Findings demonstrate that hospitalized COVID-19 patients generate fine aerosols containing replication-competent SARS-CoV-2, particularly in the submicron range. These particle sizes align with those produced during normal breathing, vocalization, and coughing, with origins in the bronchiolar and laryngeal regions. The absence of culture-positive detections in the >4.1 µm fraction may reflect true lower infectivity in larger droplets or methodological limitations: the BC251’s inertial impaction in dry conical tubes could degrade virions in larger stages, whereas the gelatin filter in the <1 µm stage may better preserve infectivity. Thus, while infectious virus was clearly present <1 µm and possibly up to 4 µm, the study cannot exclude infectious virus in larger particles. High RNA-to-pfu ratios observed (potentially reflecting defective interfering particles) underscore that RNA detection overestimates infectious virion abundance, both in culture and clinical samples. Together with prior evidence of aerosol stability and epidemiologic data, these results support airborne transmission potential and the need for efficient respiratory protection and airborne isolation precautions in healthcare and community settings.
SARS-CoV-2 RNA is present in respired aerosols <5 µm that are generated during routine respiratory activities, and a subset of these RNA-containing aerosols—particularly in the submicron range—harbor intact, replication-competent virus. These findings support a role for fine aerosols in SARS-CoV-2 transmission and reinforce implementing effective airborne infection prevention measures, including efficient respiratory protection, in healthcare and public settings. Given the likely importance of airborne transmission, aerosol prevention strategies should be emphasized, especially in crowded environments. Future research should refine aerosol sampling methods to preserve viral infectivity across sizes, disentangle patient-generated aerosols from background, and quantify infectious dose across particle sizes and activities.

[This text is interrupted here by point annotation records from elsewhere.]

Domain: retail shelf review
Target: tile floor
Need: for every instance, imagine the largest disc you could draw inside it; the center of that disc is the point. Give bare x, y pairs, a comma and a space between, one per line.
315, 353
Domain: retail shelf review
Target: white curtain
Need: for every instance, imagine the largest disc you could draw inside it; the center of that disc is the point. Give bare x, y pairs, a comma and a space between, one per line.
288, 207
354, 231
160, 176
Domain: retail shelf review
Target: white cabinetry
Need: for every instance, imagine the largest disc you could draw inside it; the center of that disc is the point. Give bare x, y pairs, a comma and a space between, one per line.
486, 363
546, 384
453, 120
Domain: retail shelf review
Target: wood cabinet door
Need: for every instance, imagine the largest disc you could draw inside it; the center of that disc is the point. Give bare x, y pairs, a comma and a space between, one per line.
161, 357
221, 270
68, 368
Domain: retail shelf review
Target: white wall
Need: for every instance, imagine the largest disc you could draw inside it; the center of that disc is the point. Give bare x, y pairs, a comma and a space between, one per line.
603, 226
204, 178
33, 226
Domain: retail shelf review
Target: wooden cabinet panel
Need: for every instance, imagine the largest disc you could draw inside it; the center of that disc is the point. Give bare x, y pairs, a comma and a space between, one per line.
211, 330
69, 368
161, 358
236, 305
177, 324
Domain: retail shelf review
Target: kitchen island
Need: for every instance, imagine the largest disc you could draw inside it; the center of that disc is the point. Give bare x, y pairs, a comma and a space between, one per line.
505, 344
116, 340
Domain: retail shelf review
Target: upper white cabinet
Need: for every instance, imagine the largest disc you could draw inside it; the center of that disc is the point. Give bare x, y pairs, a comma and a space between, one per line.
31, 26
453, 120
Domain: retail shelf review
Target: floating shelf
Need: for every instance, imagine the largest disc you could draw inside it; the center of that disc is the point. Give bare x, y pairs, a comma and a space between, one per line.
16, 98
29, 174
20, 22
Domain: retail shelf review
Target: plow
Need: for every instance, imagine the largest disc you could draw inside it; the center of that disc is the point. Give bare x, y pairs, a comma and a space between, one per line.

- Sampling and preservation: The BC251 sampler’s first two stages use dry inertial impaction, which may degrade viral integrity, potentially underestimating infectious virus in 1–4 µm and >4.1 µm fractions. Gelatin filter use in the submicron stage may have preferentially preserved infectivity there.
- Background aerosol confounding: APS size distributions could not be separated into patient-generated versus background aerosol without extensive background characterization, limiting source attribution.
- Small sample size and setting: Only six patients across five rooms were studied, all in hospital settings, limiting generalizability.
- Culture and detection sensitivity: High RNA-to-pfu ratios and potential defective interfering particles complicate interpretation of RNA quantities versus infectious virus. TEM confirmed virions in only one sample, and it remains unclear whether observed virions were produced during culture.
- Temporal snapshot: Single 30-minute sampling periods per room may not capture temporal variability in aerosol generation and infectivity.